The Republican extremists think giving more power to Biden is wrong (they’re anti-authoritarian on this) but giving all power to Trump would be virtuous (because they’re authoritarian on that). And we got into our trouble with gun ownership thanks to Ronald Reagan and his authoritarian enthusiasm for the NRA 45 years ago. So what does authoritarianism suggest other than being bossy?
One more: “moral equivalence.” The idea of “moral equivalence” is that in broadcasting two opposing views are, while opposing, equal in value. We are moral when we allow both views to have equally loud voices, when we balance our broadcasts to give 5 minutes to honest journalism and 5 to a defense of January 6 Patriots — the fanatics who stormed The Hill. In my humble opinion, giving both voices equal time and volume isn’t moral; it’s nuts.
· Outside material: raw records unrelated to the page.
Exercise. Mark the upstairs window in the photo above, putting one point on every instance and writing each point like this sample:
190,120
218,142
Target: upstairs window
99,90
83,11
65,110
About a year-and-a-half ago, in this space, I wrote:
I’ve been known to quote writer and historian Garry Wills who told us, ‘The problem with words is, they have meaning.’ He had a point. We can’t use words indiscriminately making them mean what we want them to mean. They already have meaning even before I get to them….
So I noticed when some Republicans who wanted to dilute the violence of the January 6 assault on our nation changed the words. Rioters and thugs… became (who could believe this?) ‘tourists visiting the Capitol.’ The mob violence, by all definitions an insurrection, was transmuted in Republican speak to ‘a group of law-abiding Americans expressing themselves.’
C’mon on now. …As nearly as I can tell, we can’t get there from here. (November 22, 2021)
We don’t have a word for the obscene number of deaths thanks to the AK-15. When Biden says we should outlaw such weapons, he doesn’t have the language that moves a recalcitrant and moribund Congress.
The Governor of Texas notes the deaths mounting on his watch and calls them “a tragedy.” Like a hurricane. Or an accident. Something worthy of “our prayers.” Those are words; they can’t possibly be misunderstood for the truth.
The truth is that an AK-15 launches small rockets that, when encountering the human body, flatten out to destroy flesh, organs and bone. They blew the face off a young Texas woman this past weekend. A six-year-old’s body was, literally, shredded. And I’m told this is sad and I should pray about it? Really?
The brutality of AK-15s when used to slaughter people young and old is beyond words. We’ve got democracy, authoritarianism and moral equivalence. They’re baffling enough. But amid all the words and all their meanings, we have no label for staggering, gun-based cruelty and blatantly hypocritical politicians.
We see the blood flow, hear the wails of the wounded, listen to hypocritical politicians and we’re mute. No words do justice. It is, all of it, unspeakable.